Attendees wore earth tones, orange blush high on the cheekbone, two-tone bleached hair with red leather coats and flat-footed peasant boots in imitation kidskin; invariably held brown beer bottles in their hands. At the beginning of the night, YSEE wandered among them in a patchwork denim trench coat like a blue flame. Beats from the decks wavered through the air. A worktable was set up, complete with spray cans, fabric sheer, pins, paints, stencils, and custom screen print patches—tools for Saturday when MINSKI, Timothy Midnight, STUART TREVOR, and White Weft would work to upcycle clothes brought by visitors. The brown card labels on the pieces also listed how long each designer spent on that item, also foregrounding the act of upcycling as much as the resulting art.

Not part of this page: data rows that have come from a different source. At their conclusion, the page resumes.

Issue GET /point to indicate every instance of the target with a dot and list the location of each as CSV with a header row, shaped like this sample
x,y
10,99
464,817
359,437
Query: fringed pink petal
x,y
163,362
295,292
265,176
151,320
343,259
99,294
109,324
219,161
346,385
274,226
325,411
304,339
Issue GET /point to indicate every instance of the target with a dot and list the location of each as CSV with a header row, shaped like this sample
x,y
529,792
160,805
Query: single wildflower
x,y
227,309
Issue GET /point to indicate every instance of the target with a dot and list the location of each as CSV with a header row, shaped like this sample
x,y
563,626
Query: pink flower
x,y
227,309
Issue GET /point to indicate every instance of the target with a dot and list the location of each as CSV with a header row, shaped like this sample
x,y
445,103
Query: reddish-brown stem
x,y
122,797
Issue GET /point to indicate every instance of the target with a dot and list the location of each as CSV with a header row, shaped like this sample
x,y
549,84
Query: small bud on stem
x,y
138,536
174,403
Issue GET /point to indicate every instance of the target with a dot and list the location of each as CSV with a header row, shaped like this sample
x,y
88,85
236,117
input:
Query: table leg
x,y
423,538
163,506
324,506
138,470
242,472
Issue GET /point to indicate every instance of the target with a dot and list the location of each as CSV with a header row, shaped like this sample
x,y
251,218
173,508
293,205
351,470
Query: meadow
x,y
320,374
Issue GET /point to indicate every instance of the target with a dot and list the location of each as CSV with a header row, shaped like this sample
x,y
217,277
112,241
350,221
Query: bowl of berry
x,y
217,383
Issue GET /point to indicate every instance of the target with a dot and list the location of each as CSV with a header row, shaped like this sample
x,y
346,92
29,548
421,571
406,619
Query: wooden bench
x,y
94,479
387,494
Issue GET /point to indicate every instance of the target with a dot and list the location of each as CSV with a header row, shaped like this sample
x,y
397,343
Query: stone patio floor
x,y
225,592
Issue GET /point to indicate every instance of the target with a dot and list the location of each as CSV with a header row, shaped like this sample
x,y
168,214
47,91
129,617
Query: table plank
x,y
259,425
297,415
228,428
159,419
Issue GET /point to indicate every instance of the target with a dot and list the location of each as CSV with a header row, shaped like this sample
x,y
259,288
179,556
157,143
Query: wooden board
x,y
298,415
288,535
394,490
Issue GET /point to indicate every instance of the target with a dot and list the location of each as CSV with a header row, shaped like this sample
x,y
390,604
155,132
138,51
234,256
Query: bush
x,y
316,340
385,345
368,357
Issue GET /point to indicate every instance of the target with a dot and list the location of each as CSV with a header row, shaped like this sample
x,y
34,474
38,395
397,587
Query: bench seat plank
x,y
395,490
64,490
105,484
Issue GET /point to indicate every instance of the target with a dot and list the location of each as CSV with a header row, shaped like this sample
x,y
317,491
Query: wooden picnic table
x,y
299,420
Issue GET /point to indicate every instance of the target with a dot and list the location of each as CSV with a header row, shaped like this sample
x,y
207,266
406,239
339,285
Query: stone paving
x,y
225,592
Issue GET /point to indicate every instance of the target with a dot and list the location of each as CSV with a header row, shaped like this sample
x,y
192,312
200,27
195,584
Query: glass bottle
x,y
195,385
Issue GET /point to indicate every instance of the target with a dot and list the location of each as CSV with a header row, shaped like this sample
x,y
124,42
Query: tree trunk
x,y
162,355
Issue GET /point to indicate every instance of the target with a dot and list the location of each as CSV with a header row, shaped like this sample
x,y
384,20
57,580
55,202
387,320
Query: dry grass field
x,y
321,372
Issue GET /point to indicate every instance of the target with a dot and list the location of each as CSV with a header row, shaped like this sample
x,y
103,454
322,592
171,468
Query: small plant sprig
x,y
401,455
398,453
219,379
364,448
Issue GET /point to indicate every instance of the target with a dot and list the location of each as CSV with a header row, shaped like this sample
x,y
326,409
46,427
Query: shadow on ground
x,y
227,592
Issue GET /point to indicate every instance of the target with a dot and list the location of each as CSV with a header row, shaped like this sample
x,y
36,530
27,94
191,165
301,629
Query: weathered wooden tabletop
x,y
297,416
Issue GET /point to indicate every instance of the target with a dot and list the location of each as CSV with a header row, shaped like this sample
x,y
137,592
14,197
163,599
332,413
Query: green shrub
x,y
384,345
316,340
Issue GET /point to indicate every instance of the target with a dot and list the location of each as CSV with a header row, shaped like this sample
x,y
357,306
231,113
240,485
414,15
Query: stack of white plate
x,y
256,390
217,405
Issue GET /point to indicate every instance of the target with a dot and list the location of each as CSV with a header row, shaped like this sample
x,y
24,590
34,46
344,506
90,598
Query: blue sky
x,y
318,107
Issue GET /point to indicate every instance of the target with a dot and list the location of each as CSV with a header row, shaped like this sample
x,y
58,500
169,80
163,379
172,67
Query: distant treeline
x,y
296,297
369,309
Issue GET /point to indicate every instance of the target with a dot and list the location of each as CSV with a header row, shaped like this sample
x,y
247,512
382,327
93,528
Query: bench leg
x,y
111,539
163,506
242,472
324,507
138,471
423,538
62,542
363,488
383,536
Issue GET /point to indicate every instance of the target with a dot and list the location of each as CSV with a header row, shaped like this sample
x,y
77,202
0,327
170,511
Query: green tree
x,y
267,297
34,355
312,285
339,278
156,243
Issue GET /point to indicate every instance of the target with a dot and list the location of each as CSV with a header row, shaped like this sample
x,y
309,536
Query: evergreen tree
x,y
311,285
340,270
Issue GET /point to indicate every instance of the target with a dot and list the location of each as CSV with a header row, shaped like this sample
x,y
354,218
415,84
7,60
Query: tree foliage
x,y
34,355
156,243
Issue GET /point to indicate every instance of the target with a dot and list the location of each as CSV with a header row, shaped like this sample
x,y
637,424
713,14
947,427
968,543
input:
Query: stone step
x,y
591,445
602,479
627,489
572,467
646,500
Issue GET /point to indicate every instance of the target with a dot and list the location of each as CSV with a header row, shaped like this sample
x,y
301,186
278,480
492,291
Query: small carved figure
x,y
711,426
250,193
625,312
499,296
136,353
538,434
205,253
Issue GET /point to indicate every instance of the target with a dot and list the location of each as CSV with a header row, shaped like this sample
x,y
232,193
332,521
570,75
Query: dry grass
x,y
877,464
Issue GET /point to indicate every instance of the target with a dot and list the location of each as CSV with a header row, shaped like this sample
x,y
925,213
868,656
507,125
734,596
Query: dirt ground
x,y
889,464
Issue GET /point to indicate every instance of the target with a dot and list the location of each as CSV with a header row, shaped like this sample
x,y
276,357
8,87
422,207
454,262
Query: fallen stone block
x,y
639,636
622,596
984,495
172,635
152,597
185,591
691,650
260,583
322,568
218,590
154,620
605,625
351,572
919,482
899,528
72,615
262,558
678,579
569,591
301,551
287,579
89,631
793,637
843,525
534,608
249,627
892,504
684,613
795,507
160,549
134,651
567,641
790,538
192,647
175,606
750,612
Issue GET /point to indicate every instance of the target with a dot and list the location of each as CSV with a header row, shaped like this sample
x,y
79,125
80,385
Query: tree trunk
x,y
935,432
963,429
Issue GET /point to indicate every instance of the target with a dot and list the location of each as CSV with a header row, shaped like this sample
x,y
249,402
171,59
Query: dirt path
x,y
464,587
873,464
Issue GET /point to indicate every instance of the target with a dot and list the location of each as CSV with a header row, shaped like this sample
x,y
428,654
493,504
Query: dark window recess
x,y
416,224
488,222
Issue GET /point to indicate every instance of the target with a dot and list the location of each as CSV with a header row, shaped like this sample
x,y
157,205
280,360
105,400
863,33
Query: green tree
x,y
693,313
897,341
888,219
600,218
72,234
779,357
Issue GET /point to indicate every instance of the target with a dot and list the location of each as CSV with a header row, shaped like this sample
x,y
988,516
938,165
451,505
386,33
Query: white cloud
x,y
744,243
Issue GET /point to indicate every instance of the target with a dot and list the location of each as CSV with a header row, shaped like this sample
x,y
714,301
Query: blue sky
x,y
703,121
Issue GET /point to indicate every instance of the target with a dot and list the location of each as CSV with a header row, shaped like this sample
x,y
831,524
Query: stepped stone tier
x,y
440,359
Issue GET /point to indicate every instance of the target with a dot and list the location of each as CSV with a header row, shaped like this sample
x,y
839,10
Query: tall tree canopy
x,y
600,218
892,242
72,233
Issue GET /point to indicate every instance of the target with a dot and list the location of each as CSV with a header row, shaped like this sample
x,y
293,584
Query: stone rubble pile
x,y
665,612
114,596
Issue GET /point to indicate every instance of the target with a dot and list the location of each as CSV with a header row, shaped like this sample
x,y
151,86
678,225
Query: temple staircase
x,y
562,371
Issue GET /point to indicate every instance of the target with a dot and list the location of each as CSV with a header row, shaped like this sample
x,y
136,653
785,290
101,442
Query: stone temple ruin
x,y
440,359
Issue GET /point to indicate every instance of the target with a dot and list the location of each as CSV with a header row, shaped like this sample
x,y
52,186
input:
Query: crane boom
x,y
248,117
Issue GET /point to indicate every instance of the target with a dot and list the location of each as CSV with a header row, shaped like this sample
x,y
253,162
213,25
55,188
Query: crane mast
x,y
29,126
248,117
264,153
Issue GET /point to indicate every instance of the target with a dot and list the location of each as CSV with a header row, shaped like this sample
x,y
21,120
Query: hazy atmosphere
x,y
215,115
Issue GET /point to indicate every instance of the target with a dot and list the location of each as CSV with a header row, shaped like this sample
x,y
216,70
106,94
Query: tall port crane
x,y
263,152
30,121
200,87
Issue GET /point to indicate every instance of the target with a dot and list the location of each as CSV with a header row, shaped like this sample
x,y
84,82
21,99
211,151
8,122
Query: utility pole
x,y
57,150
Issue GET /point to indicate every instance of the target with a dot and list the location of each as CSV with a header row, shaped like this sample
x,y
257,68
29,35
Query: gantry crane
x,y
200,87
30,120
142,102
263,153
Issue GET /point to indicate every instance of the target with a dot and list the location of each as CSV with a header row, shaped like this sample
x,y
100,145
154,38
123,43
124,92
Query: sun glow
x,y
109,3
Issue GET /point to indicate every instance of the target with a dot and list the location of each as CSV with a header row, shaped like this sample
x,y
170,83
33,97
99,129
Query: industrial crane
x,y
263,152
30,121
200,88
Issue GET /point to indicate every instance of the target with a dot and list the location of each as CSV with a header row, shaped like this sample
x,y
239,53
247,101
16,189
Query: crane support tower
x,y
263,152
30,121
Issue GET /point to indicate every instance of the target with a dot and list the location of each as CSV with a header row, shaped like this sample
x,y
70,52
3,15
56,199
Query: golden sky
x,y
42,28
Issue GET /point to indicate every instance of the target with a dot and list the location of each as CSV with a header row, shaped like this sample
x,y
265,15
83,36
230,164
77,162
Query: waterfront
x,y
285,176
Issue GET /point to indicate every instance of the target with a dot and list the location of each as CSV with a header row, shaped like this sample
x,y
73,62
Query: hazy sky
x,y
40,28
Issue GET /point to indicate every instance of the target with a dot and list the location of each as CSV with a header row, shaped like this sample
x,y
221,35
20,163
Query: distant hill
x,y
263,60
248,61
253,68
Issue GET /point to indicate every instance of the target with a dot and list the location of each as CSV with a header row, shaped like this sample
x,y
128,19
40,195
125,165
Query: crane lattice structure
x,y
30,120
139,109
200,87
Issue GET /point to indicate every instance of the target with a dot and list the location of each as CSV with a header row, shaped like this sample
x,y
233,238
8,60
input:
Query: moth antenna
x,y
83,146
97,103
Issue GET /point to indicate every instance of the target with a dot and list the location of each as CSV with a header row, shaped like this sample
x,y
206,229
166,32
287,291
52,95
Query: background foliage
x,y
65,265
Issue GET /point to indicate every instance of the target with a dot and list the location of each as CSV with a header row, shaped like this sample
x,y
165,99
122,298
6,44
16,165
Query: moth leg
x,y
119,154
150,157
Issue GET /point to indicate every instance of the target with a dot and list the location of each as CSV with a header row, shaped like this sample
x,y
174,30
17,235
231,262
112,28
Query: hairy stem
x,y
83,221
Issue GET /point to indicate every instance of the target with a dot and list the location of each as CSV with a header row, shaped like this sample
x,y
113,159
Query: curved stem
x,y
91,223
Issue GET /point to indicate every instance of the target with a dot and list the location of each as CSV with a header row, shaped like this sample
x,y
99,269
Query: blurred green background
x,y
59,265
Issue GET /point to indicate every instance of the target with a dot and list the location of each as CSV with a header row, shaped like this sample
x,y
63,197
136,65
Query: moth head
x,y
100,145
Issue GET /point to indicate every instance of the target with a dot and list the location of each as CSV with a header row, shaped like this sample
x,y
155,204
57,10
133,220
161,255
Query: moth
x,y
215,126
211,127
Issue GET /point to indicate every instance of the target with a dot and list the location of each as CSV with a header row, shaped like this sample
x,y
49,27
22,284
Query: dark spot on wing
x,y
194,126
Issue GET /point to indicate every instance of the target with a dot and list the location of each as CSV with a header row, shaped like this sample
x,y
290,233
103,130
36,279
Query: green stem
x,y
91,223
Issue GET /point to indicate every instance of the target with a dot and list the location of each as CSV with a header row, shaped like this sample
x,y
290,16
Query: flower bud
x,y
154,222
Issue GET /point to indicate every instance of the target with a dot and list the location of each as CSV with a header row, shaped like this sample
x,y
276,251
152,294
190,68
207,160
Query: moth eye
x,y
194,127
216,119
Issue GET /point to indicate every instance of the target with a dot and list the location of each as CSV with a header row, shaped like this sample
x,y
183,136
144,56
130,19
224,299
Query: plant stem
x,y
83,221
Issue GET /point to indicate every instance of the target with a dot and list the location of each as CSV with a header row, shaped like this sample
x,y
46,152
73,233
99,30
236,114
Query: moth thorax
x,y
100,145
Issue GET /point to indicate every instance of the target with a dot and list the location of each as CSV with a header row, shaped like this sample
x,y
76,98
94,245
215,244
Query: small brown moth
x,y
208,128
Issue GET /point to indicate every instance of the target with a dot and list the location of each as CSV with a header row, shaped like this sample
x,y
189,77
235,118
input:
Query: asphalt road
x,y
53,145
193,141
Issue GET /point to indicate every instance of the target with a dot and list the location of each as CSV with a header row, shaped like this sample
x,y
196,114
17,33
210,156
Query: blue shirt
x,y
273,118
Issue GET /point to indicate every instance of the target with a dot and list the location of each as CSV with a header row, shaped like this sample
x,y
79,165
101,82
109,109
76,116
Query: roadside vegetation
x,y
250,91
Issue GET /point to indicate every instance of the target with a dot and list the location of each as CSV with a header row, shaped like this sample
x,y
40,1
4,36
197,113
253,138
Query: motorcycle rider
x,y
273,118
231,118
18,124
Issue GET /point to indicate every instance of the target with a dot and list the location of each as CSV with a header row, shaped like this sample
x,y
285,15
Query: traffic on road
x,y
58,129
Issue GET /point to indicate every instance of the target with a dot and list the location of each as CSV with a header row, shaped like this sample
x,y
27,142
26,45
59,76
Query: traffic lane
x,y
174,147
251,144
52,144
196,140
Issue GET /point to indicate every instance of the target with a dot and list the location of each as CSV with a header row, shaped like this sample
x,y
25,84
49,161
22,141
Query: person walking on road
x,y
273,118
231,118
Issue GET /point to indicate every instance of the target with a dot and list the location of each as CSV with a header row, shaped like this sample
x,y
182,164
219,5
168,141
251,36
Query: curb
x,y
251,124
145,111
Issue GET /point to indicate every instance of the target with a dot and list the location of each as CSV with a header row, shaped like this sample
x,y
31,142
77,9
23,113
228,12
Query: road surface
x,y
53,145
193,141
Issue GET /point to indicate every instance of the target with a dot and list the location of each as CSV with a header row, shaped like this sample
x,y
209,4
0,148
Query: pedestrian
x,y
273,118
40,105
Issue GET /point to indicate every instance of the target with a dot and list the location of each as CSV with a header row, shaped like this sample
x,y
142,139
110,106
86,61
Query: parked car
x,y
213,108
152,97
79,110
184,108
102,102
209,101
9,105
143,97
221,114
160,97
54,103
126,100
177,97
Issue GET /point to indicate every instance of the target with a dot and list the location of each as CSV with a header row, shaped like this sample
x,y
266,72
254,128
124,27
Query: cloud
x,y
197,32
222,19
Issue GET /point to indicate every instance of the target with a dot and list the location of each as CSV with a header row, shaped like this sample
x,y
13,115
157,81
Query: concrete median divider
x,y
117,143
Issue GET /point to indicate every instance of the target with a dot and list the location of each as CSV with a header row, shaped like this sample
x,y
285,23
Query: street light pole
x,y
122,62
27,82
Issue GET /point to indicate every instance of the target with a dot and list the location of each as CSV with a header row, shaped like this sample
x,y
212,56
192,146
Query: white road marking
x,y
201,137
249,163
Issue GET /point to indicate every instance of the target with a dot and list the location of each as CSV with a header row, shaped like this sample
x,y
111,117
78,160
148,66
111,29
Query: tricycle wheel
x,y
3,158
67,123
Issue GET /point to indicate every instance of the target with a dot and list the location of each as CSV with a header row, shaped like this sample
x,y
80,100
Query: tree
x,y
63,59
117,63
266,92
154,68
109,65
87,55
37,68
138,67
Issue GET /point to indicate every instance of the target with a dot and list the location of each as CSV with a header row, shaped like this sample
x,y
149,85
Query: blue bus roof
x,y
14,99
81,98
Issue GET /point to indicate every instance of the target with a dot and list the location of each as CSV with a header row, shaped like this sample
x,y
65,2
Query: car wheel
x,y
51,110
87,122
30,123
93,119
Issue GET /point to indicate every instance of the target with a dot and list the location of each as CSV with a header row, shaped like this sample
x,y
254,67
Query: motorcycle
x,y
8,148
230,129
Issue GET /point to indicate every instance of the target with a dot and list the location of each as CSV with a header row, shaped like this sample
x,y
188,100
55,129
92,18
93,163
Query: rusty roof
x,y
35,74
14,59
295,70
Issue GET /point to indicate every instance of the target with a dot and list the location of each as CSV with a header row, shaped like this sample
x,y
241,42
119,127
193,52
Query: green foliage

Throughout each designers’ collection, I sensed a democracy in their approach to materials. There was the desire to create clothes from otherwise discarded materials and honour the uniqueness of vintage items. Simultaneously there was an embrace of upcycling's aesthetic byproducts. Minski’s reworked waistcoats and pinstripe trousers, for example, have harlequin diamonds of antique lace with the hemming serger tails still hanging from the points. Cream tails blend into the antique lace, effortlessly merging authentic vintage with the anachronistic evidence of its alteration and reuse. Indeed, the designers seem connected in a playfulness towards the combining of fabrics: artificial snakeskin and brocade flowers clash loudly on upcycled jackets; elsewhere, panels of cream leather and lined teddy fleece together on a pair of trousers evoke more furniture than clothing.
Dorota Bojanowska’s vintage, blue workwear overalls became canvases for her chaotic screen-printed designs. The consciously documented care and human workmanship that has gone into each piece, represents notions of the body recreating itself through discarded fabrics. UIIBA Club’s metallic pull-tabs and denim knot together in belts like vertebrae. The Sophist’s embroidered capillaries and repeated motto of “Capillaries scream connecting the pathways of life.” Fashion woven together with the same ecstatic care as the tendons and arteries that knit the fleshy components of our human bodies. The beauty and imperfection of the handmade, reposition the body as the primary site of creativity. That is the primary focus of this pop-up: a showcase for Alterist artists to create wearable art in real time. By putting the creative body on display as a working organism, responding directly to the fabrics and clothing brought in by other individuals, Alterist creates a space of self-sustaining fashion during LFW AW25.